True, there was a leap, and a blow delivered straight at his jaw with all the force of Reuben’s passionate grief behind it, and the blow met empty air. John, felled by a mightier force than Reuben’s, felled by his ghostly fear, lay crumpled on the ground and Hepplestall, recovering balance, flung him over his shoulder like a sack and was carrying him into the house before the servants, alarmed by the shot, had reached the room.
Edward met him. “I am riding for the doctor, sir,” he said.
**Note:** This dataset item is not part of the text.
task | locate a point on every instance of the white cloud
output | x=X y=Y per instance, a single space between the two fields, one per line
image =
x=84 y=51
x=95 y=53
“Doctor?” said Reuben. “It’s not a doctor that is needed now, it’s a hangman. Lock that in the cellar,” he said to the servants, dropping his sprawling burden on the floor, “and go for the constables.” Then, when they were gone, when he had silenced by one look their cries of horror and they had slunk out of the door as if they and not the senseless boy they carried were the murderers, “Leave me, Edward, leave me,” he said.
Edward stretched out his hand. There was sympathy in his gesture and there was, too, a claim to a share in the sorrow that had come to them. Dorothy was Edward’s mother.
“Go,” said Reuben fiercely; and Edward left him with his dead.
The beast had made his spring. Dorothy had not gone to the factory, and the factory had come to her.